Charity Valdez and daughter Charmaine face being separated from husband and dad Jojo Velasco. Photo / Jason Oxenham
A woman is facing deportation from New Zealand and the possibility of splitting up her family because Immigration New Zealand (INZ) doesn’t believe her marriage is genuine.
Charity Valdez, 31, came to New Zealand from the Philippines in 2019 on a partnership visa with a previous partner who she claimed ill-treated her.
After leaving that relationship, she married 58-year-old Jojo Velasco, a New Zealand citizen also originally from the Philippines, in 2021 and they have a 1-year-old daughter, Charmaine.
“I came to New Zealand hoping to find a better life, but everything is falling apart and I have hardly been getting any sleep because I don’t know what to do,” Valdez said.
“My daughter she is born here and her father, my husband, New Zealand is their home.”
Valdez comes from a village in Ifugao, a rural mountain province in the Philippines where she was a teacher.
“There is no way my husband can adjust to life in a mountain village so it is impossible to return there, and I don’t want Charmaine to grow up without a dad,” she added.
Valdez met Velasco in 2020 while she was working in a sushi shop in Albany, where he was a customer.
“We were just friends at the start, but after I left my ex-partner, we got close and he proposed about a year later.”
After she left her partner, Valdez obtained a a new employer-sponsored work visa before applying for a partnership visa supported by Velasco, which was declined.
Following a successful Immigration and Protection Tribunal (IPT) appeal against deportation, Valdez lodged a residence visa application last September - but INZ refused to grant her an interim visa to wait for its decision on that application, after her work visa expired last week.
Velasco said the INZ decision not to grant the interim visa was “heartbreaking” for the family.

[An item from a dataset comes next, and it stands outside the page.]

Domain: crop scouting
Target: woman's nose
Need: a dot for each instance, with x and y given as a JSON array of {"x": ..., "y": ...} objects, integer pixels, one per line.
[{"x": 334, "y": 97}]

“Up to that point, we were still holding on to a dream that maybe, just maybe, we can finally be a happy family with some stability,” Velasco said.
“But INZ’s actions are just cruel and cold-hearted, and seem to be aimed at breaking up our family and taking my baby away.”
Her immigration lawyer Maricel Weischede said she had received an email from INZ last Friday saying it had suspended the residence visa application process because Valdez was no longer lawfully in New Zealand.
“Now with the couple already struggling with their cost of living, unnecessary cost would burden them as Charity needs to now lodge a deportation appeal with the IPT to seek relief for an impending deportation,” Weischede said.
“If INZ had given her [an] interim visa, like they normally do, then the determination of her work visa could have been left to that assessment process.”
Weischede said it was disappointing that INZ refused to grant her interim visa, and this ultimately resulted in Valdez becoming an overstayer.
“Issuance of interim visas is discretionary, however, where a client has a pending visa application, I do not see why they have done so in her case,” said Weischede.
“She is not a threat to New Zealand, she is married to a Kiwi, her daughter is a Kiwi, she applied prior to the visa expiry and she has a job.”
In a letter to Weischede, INZ said Valdez needed to make arrangements to leave New Zealand immediately or be liable for deportation.
“Normally if an applicant has a pending application with INZ they issue an interim visa, but such is not the case for Charity,” Weischede said.
“Instead INZ refused to give her an interim visa, making her unlawful. This shows unfairness.”
INZ’s operations director, Dominic Forde, said Valdez was granted a temporary work visa on April 6 last year by the IPT.
“This will allow the appellant time to lodge and progress her residence application and allow her, her husband, and their child a further period of stability until the outcome of that application is known,” the IPT said.
“Should the appellant’s application for residence be unsuccessful (or is still being processed), the 12 months will also have allowed the couple time to save money and make arrangements to return to the Philippines.”
But Forde said that her work visa had now expired.
“The decision whether to grant an interim visa is a discretionary one, and no person has the right to apply for an interim visa,” Forde said.
“As Ms Valdez had already been granted a temporary work visa by the IPT, she is not entitled to a further appeal against liability for deportation. If she was granted an interim visa or any other temporary entry class visa, her right of appeal would be reinstated.”
Forde said INZ was also concerned that Valdez may have provided misleading information in a previous application, and a letter noting this was sent to her on March 25.